Goutte à goutte sur mon front, incisif et affolant, les idées creuses, et l'âme noyée. Jour après jour, une goutte après l'autre, suffoquer. Serrer les dents sur la volonté de ne plus remonter. Ne plus remonter. Ne plus remonter. Seul dans le noir, au silence et cœur sec, exister. Exister quand même. Durer, s'étaler, s'étendre, n'en plus finir d'en finir. Ne plus remonter. Se taire tout à fait. S'enclore. Ne plus se laisser approcher, jamais. Monter haut les murs, épais pour ne plus jamais avoir à se défendre. A se méfier. Se regrouper serré sur soi-même, sans porte, sans soleil. Sans rire et sans parler.

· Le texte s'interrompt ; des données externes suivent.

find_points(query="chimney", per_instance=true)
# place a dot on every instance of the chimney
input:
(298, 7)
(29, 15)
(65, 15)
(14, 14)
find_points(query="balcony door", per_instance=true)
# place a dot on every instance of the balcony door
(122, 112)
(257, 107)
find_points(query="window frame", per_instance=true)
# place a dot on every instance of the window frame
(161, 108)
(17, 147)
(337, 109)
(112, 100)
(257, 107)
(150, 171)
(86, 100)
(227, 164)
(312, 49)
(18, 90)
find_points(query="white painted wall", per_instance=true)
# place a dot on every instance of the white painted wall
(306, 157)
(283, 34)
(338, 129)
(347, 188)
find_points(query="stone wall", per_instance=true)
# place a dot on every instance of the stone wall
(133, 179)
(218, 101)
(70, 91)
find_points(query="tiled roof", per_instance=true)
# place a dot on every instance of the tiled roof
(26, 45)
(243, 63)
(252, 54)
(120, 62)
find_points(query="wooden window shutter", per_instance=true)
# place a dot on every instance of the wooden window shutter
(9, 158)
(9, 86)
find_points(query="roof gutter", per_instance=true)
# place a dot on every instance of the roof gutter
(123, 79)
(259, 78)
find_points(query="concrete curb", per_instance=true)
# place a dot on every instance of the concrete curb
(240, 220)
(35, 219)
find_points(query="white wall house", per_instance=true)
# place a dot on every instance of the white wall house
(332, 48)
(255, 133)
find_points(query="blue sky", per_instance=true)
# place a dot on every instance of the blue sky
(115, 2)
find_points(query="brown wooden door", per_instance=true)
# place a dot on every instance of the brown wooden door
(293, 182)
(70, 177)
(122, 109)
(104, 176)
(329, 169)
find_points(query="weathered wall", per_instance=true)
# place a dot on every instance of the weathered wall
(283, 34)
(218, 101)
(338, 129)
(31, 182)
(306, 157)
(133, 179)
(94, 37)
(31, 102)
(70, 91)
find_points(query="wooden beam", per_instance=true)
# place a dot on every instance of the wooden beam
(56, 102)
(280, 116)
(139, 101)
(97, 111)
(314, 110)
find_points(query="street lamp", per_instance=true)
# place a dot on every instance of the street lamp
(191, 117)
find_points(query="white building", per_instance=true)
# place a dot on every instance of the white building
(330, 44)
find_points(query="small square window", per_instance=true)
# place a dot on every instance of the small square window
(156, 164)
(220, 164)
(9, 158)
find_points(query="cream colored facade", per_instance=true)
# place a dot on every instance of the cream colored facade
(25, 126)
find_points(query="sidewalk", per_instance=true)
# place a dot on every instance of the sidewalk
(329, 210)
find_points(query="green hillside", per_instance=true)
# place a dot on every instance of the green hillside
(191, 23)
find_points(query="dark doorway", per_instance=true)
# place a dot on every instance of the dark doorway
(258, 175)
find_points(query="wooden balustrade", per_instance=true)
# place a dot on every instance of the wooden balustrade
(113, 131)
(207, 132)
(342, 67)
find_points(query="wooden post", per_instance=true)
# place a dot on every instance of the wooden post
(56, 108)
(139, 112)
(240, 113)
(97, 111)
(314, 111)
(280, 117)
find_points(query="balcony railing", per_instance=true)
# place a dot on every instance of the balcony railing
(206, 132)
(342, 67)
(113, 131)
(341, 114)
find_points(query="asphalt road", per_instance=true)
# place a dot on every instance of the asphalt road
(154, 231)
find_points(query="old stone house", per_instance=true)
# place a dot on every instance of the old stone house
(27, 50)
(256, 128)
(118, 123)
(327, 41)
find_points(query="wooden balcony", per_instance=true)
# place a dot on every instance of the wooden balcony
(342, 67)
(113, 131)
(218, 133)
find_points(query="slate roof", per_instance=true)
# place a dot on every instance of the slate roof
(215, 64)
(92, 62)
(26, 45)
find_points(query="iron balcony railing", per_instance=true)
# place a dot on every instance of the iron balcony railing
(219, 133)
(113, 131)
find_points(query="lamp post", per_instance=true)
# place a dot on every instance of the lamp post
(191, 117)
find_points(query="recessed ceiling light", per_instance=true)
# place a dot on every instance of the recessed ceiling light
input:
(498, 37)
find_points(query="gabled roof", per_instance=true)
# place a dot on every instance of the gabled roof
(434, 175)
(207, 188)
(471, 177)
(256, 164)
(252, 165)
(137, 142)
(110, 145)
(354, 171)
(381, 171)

Se laisser rattraper, les cauchemars et les rêves. Tous les rêves ne sont pas des cauchemars, et le piège se creuse, encore, le cerveau à vif sur mon front lisse, et le monde en acides, minée, la mine défaite. Il est terrible, le petit bruit du petit marteau piqué à mes tempes, pointu, un pic au bois de tête, la voix montée en aigus, le cri et le sang dans l'oreille, rouge vif, le sang goutte à goutte et en mince filet corrosif dans le cou. Le sang coule. Le mien. Un pic bois pris aux cheveux et qui tape et qui creuse, le bec dur fouaillant l'âme parce que le cœur c'est plus bas, et qu'il faut bien dire quelque chose.

Il est le long le temps du repas obscène des têtes vides aux armes blanches. Blanches armées de vers qui me rongent vive, chaque pas perdu, hagard, en rond au fond des temps, le temps. Quoi d'autre. Arrêter le temps et qu'on n'en parle plus. Tirer le signal de la dernière alarme en rideau sur mes yeux sans paupières. Mangée vive, rattrapée, au plus profond de l'ombre et du silence, rejointe par des tortionnaires incongrus et inconscients. Les murs jamais assez épais et la coquille de pierre fondue aux pluies acides.

Le ciel est clair dehors, gai, la brûlure des jours sur la fine membrane, et ce coup qui résonne, à intervalle réguliers, implacable et paisible. La toile battue et qu'on tire, tendue, tendue, les coups frappés et ce qui vibre et s'assourdit, c'est moi. Le battement du monde me rend folle, trop fort, trop fort, la fine toile comme un gong et c'est moi qui sonne et résonne, de tout le corps habité et grave. La toile tendue et qui craque, ma peau qui se déchire et ce qui se répand, je ne sais pas. C'était moi, sûrement, ce son ténu qui raie doucement le silence, la complainte qui chante en scie et vrille les tympans.